Occupational health and safety is supposed to be a skill that anyone can obtain and apply but it is often complicated by experts. This is not to say that OHS is “common sense”. The notion of common sense is a nonsense.
Several years ago, Laurie Anderson performed in Melbourne, Australia. Her show was “Homeland” and the song that I most remember from her performance was “Only an expert“. There is a wisdom in the song that remains as topical as much now as it did when I heard it at the start of the international banking crisis and the US home lending crash. Anderson has been able to update the lyrics of the song to include the BP Gulf of Mexico oil spill.
Anderson says that Americans focus on the solution whether it be concerning pets or sushi. Companies are established to solve problems by claiming an expertise but Americans also sometimes need a problem in order to create an interest or even a notoriety. Sometimes the “enjoyment” comes from the problem rather than the solution and this can manifest itself, in my opinion, in “OHS junkies” and “accident junkies” and “risk junkies”. Sometimes these junkies can become the worst type of OHS professionals by becoming safety fundamentalists.
Anderson says that the big question is “how do I get control?” and that the person seeking control is only several weeks away from poverty. She illustrates economic fragility – a situation that many OHS professionals face. Once consultants gain a taste of the lucrative potential of their profession it is highly likely that they, and their families, want that level of income to be maintained. This is understandable but will the threat of economic fragility vary the information that a consultant provides? Is it possible that the consultant sees an opportunity for economic stability and structures their advice to make themselves indispensable to the client? Perhaps it is not control that the consultant seeks but a continuing influence and the economic benefits that result.
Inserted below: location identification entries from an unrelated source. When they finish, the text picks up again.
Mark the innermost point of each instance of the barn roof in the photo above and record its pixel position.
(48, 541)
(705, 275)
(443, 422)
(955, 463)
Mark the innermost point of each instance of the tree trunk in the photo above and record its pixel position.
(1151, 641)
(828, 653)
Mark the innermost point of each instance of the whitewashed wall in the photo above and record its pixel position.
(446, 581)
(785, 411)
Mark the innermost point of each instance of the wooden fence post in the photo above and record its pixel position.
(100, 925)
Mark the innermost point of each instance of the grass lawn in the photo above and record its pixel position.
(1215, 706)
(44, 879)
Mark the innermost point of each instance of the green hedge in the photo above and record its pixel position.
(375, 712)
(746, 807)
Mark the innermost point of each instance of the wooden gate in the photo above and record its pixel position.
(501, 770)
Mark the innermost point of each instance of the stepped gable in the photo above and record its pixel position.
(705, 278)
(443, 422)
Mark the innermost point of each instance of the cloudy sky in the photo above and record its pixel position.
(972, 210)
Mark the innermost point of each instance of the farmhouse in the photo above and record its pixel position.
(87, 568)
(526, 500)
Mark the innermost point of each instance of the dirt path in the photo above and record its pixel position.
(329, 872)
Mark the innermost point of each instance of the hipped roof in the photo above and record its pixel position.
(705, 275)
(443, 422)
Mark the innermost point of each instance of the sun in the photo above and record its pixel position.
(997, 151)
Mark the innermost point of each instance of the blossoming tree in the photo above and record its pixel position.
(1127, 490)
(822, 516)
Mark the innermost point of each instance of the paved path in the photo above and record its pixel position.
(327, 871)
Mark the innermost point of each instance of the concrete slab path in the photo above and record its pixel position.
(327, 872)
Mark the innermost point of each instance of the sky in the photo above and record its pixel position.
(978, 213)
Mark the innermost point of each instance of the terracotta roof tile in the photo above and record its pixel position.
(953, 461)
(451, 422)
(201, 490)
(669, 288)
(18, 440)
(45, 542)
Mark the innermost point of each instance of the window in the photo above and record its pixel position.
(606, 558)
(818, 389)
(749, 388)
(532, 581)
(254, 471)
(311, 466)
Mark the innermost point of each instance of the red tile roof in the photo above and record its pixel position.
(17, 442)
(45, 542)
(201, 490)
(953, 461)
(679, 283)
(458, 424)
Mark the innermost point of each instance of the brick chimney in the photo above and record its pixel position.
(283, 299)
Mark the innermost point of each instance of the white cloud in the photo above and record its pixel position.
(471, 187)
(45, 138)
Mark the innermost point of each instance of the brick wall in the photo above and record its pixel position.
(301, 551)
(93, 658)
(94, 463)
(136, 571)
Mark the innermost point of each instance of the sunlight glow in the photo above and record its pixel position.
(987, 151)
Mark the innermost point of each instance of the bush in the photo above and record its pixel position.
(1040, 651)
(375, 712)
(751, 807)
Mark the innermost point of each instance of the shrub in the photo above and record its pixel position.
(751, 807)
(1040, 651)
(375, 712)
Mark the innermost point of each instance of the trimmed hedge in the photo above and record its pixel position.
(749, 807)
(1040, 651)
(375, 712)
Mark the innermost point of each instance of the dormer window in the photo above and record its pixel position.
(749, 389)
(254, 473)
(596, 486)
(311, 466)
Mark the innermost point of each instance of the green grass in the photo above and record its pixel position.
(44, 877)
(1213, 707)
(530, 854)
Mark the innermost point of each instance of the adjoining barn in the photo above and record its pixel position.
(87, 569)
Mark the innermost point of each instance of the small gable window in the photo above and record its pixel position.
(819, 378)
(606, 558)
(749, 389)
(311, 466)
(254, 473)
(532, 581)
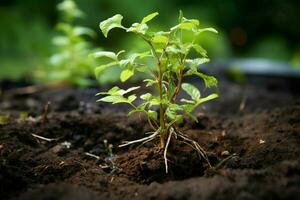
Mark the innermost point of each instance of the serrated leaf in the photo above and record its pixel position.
(209, 81)
(83, 31)
(114, 99)
(146, 96)
(160, 39)
(149, 17)
(200, 50)
(110, 23)
(131, 98)
(150, 82)
(194, 63)
(172, 110)
(208, 98)
(101, 68)
(126, 74)
(138, 28)
(191, 90)
(152, 114)
(187, 24)
(130, 89)
(106, 54)
(187, 101)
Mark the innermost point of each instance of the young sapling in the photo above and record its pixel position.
(171, 63)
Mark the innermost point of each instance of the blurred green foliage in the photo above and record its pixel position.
(257, 28)
(71, 63)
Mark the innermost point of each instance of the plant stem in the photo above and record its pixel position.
(180, 79)
(161, 108)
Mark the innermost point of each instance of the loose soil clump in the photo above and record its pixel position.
(251, 135)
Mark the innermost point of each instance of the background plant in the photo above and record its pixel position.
(167, 63)
(70, 64)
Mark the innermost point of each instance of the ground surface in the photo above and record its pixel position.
(252, 133)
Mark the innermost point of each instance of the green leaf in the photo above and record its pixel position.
(208, 98)
(131, 98)
(150, 82)
(114, 99)
(130, 89)
(101, 68)
(191, 90)
(206, 29)
(187, 24)
(106, 54)
(110, 23)
(146, 96)
(117, 91)
(200, 50)
(194, 63)
(172, 110)
(149, 17)
(138, 28)
(160, 39)
(209, 81)
(126, 74)
(152, 114)
(83, 31)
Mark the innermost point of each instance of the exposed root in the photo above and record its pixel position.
(44, 138)
(166, 148)
(177, 135)
(145, 139)
(195, 145)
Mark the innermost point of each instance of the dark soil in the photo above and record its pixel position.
(251, 134)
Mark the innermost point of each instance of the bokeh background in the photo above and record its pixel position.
(248, 29)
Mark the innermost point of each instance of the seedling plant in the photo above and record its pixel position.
(167, 62)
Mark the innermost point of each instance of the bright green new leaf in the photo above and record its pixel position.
(207, 29)
(149, 17)
(209, 81)
(106, 54)
(110, 23)
(152, 114)
(101, 68)
(208, 98)
(83, 31)
(138, 28)
(200, 50)
(146, 96)
(194, 63)
(126, 74)
(191, 90)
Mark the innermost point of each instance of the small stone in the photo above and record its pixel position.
(261, 141)
(225, 153)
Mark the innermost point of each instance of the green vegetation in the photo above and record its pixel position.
(167, 62)
(71, 65)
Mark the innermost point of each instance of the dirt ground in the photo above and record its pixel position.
(251, 134)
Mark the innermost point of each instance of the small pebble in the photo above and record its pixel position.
(225, 153)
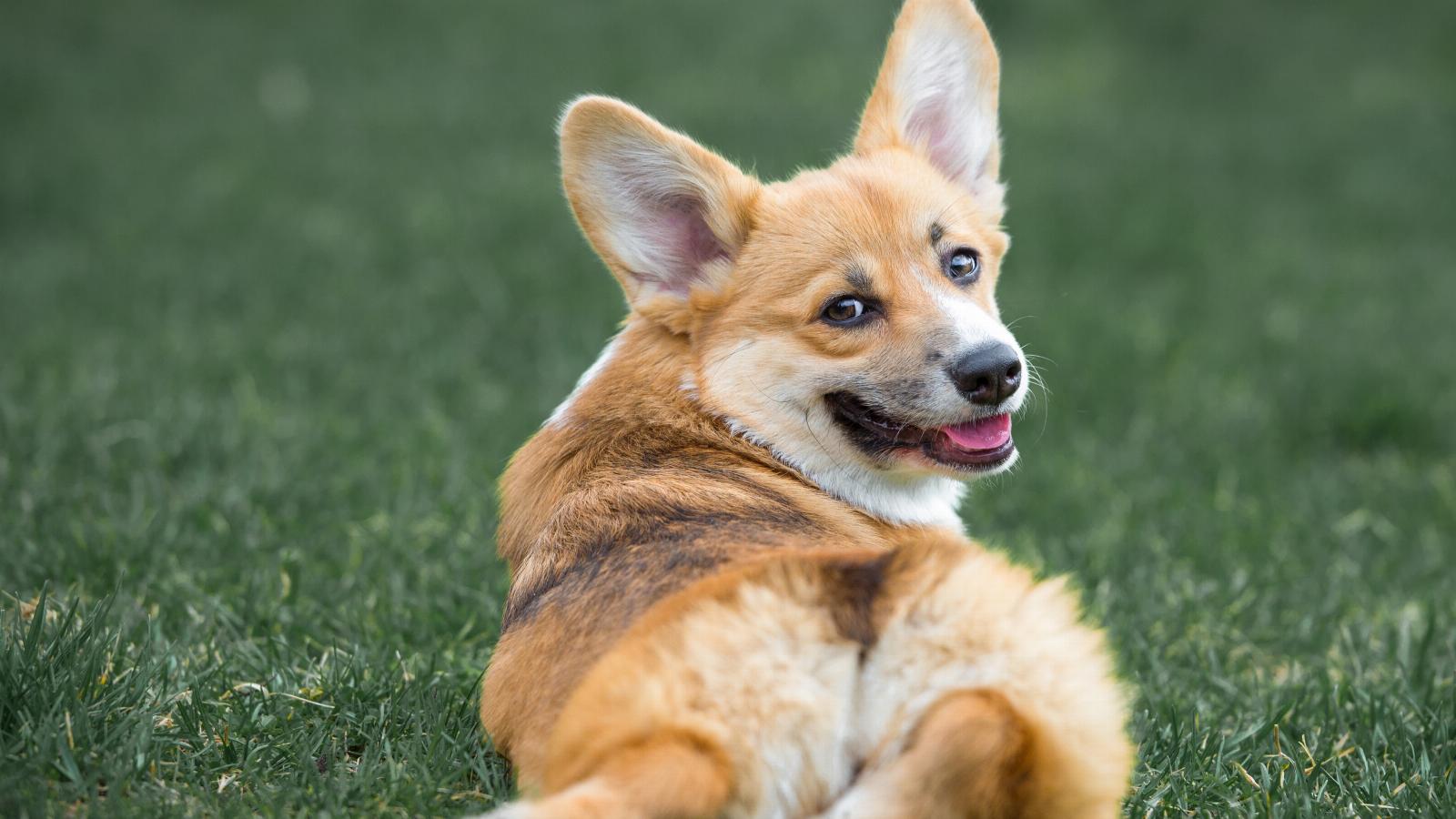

“Only an Expert” discusses expertise in light of the global financial crisis and global warming and tells of the potential power of the expert to enlighten but also equally to obfuscate and misdirect. Anderson says that “only an expert can deal with the problem because only an expert can see the problem”. This is not how workplace heath and safety is supposed to work because the laws, the concepts and their application are intended (or were intended) to be understood by the layperson. Governments and OHS professionals around the world have continued to “refine” OHS so that it is an area of expertise, a profession, when safety and health should, perhaps, be seen in the context of a human right. In many ways it is this human right that many translate as “common sense” because, unconsciously, if OHS is seen as a human right, it cannot be shunted to a lower business priority. OHS could, and should, be seen as a moral imperative rather than a “nice to have” but OHS professionals and some labour lawyers have crafted OHS to be a “nice to have ….. at a price ….. and only available from us”. It is this manipulation of a law, a right, into a profession and an area of expertise that Anderson is singing about.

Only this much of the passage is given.